Muraja-Murro A, Nurkkala J, Tiihonen P, Hukkanen T, Tuomilehto H, Kokkarinen J, Mervaala E, Töyräs J
Department of Clinical Neurophysiology, Kuopio University Hospital, Kuopio, Finland.
J Med Eng Technol. 2012 Nov;36(8):393-8. doi: 10.3109/03091902.2012.712201. Epub 2012 Sep 7.
Obstructive sleep apnea (OSA) is commonly diagnosed based on the apnea-hypopnea index (AHI). Presently, novel indices were introduced for sleep apnea severity: total duration of sleep apnea and hypopnea events (TAHD%) and a combined index including duration and severity of the events (TAHD% × average desaturation). Two hundred and sixty-seven subjects were divided based on their AHI into four categories (normal, mild, moderate, severe OSA). In the most severe cases TAHD% exceeded 70% of the recorded time. This is important as excessive TAHD% may increase mortality and cerebro-vascular complications. Moreover, simultaneous increase in duration and frequency of apnea and hypopnea events leads to a paradoxical situation where AHI cannot increase along severity of the disease. Importantly, the combined index including duration and severity of the events showed significant variation between patients with similar apnea-hypopnea indices. To conclude, the present results suggest that the novel parameters could give supplementary information to AHI when diagnosing the severity of OSA.

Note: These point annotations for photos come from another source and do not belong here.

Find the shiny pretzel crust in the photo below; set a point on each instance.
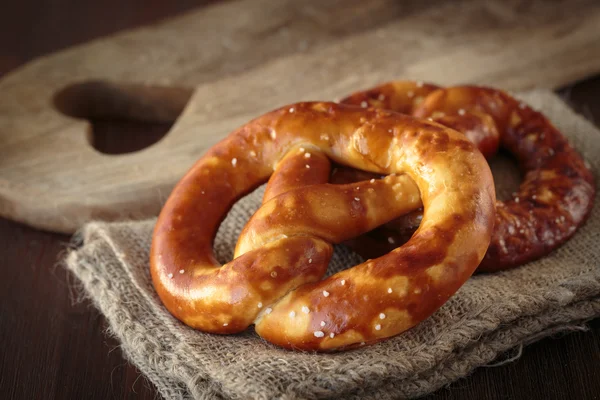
(557, 192)
(274, 281)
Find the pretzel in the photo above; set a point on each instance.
(557, 191)
(274, 280)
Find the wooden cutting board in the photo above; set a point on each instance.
(212, 70)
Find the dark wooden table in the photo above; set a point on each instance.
(55, 346)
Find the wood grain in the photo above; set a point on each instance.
(268, 54)
(56, 348)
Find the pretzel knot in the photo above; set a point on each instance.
(274, 280)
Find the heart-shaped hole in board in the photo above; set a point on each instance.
(125, 117)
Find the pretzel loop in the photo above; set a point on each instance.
(274, 279)
(557, 191)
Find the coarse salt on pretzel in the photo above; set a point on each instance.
(275, 277)
(557, 191)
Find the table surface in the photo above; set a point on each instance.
(55, 344)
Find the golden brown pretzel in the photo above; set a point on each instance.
(274, 278)
(554, 198)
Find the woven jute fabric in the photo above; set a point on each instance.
(490, 314)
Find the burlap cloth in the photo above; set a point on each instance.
(488, 316)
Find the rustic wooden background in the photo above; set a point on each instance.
(54, 346)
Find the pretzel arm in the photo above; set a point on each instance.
(443, 253)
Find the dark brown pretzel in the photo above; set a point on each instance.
(557, 191)
(274, 279)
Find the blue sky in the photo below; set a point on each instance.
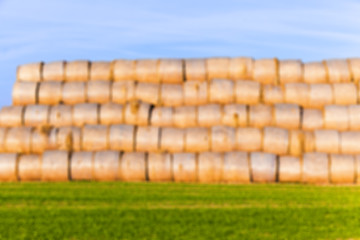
(105, 30)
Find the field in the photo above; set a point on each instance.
(115, 210)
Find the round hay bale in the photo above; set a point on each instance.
(12, 116)
(345, 93)
(124, 70)
(122, 137)
(133, 167)
(247, 92)
(266, 71)
(74, 92)
(55, 166)
(315, 168)
(106, 165)
(172, 95)
(50, 93)
(287, 116)
(36, 115)
(223, 139)
(172, 140)
(185, 167)
(234, 115)
(160, 167)
(61, 115)
(185, 116)
(29, 167)
(31, 72)
(342, 168)
(260, 115)
(263, 167)
(111, 113)
(248, 139)
(289, 169)
(86, 113)
(99, 91)
(95, 138)
(236, 167)
(209, 115)
(147, 71)
(25, 93)
(81, 166)
(8, 167)
(241, 68)
(54, 71)
(171, 71)
(315, 72)
(336, 117)
(148, 139)
(290, 71)
(195, 69)
(77, 71)
(123, 92)
(101, 71)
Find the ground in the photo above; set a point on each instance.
(116, 210)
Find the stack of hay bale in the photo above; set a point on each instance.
(194, 120)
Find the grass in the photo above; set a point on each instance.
(115, 210)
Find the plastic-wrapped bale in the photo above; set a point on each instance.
(248, 139)
(106, 165)
(315, 168)
(148, 139)
(263, 167)
(74, 92)
(160, 167)
(171, 71)
(25, 93)
(223, 139)
(99, 91)
(172, 140)
(133, 167)
(235, 115)
(50, 93)
(342, 168)
(197, 140)
(289, 169)
(147, 70)
(345, 93)
(36, 115)
(8, 167)
(77, 71)
(124, 70)
(236, 167)
(185, 116)
(247, 92)
(210, 167)
(195, 69)
(31, 72)
(240, 68)
(101, 71)
(81, 165)
(55, 166)
(336, 117)
(54, 71)
(266, 71)
(122, 137)
(29, 168)
(86, 113)
(290, 71)
(95, 138)
(287, 116)
(185, 167)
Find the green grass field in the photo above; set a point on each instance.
(115, 210)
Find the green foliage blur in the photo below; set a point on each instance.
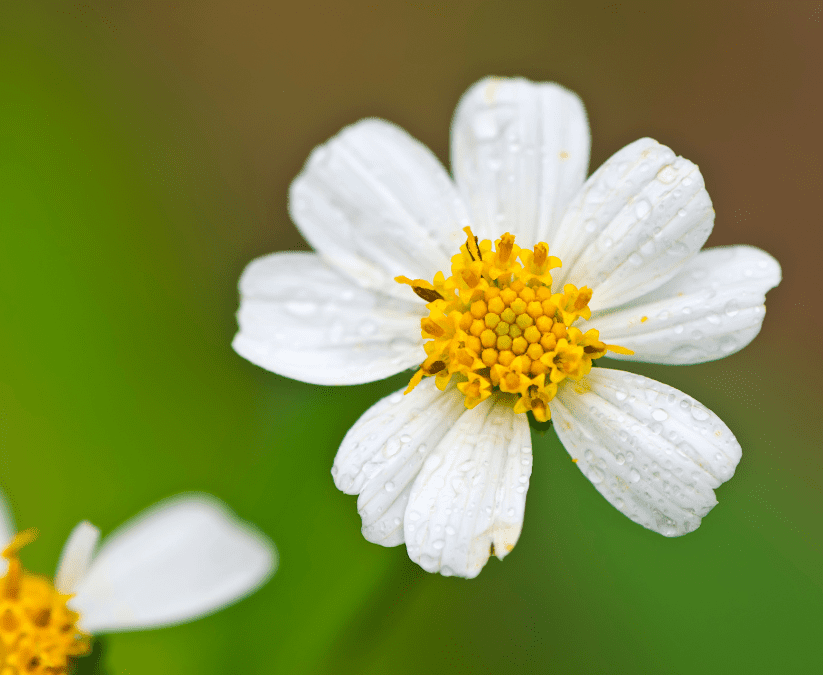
(122, 235)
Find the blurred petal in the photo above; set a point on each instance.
(712, 308)
(7, 530)
(638, 219)
(469, 498)
(376, 203)
(301, 318)
(76, 556)
(382, 453)
(520, 152)
(184, 558)
(653, 452)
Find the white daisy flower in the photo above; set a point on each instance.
(445, 467)
(185, 557)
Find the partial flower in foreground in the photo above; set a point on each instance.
(610, 265)
(184, 558)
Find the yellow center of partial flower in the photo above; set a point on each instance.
(38, 633)
(495, 324)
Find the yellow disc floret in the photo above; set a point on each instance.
(38, 633)
(495, 325)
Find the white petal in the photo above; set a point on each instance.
(634, 224)
(470, 494)
(712, 308)
(653, 452)
(76, 556)
(6, 530)
(301, 318)
(382, 453)
(376, 204)
(520, 152)
(184, 558)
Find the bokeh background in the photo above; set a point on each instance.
(146, 150)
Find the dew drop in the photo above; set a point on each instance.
(686, 352)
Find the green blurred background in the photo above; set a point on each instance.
(146, 152)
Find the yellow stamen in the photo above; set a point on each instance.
(38, 633)
(495, 325)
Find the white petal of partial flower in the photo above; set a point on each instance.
(469, 498)
(638, 219)
(712, 308)
(301, 318)
(376, 204)
(6, 530)
(520, 152)
(76, 557)
(653, 452)
(382, 453)
(184, 558)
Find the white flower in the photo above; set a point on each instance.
(447, 471)
(185, 557)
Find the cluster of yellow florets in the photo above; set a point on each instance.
(496, 325)
(38, 633)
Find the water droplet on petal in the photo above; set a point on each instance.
(667, 174)
(732, 308)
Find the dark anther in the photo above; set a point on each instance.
(428, 294)
(42, 617)
(436, 367)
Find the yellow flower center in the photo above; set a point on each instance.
(38, 633)
(495, 325)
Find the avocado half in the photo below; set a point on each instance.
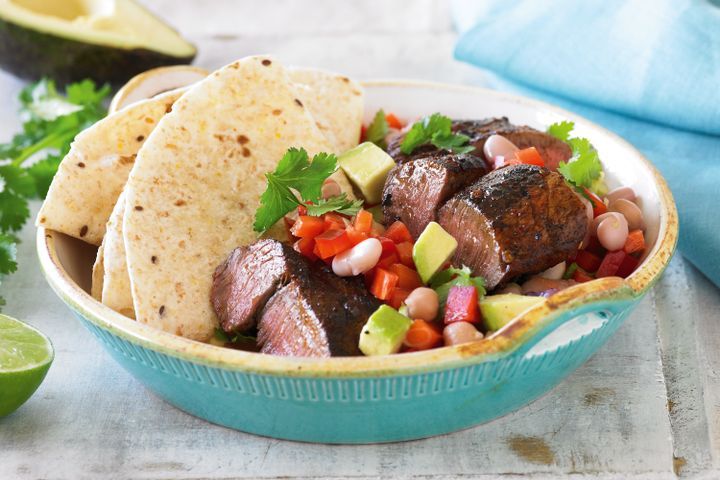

阻塞性睡眠呼吸暂停(OSA)通常根据呼吸暂停低通气指数(AHI)进行诊断。目前,引入了新的指标来评估睡眠呼吸暂停的严重程度:睡眠呼吸暂停和低通气事件的总时长(TAHD%)以及一个包括事件时长和严重程度的综合指标(TAHD%×平均血氧饱和度下降)。267名受试者根据其AHI被分为四类(正常、轻度、中度、重度OSA)。在最严重的病例中,TAHD%超过了记录时间的70%。这很重要,因为过高的TAHD%可能会增加死亡率和脑血管并发症。此外,呼吸暂停和低通气事件的时长和频率同时增加会导致一种矛盾的情况,即AHI不会随着疾病严重程度的增加而升高。重要的是,包括事件时长和严重程度的综合指标在具有相似呼吸暂停低通气指数的患者之间显示出显著差异。总之,目前的结果表明,在诊断OSA严重程度时,这些新参数可以为AHI提供补充信息。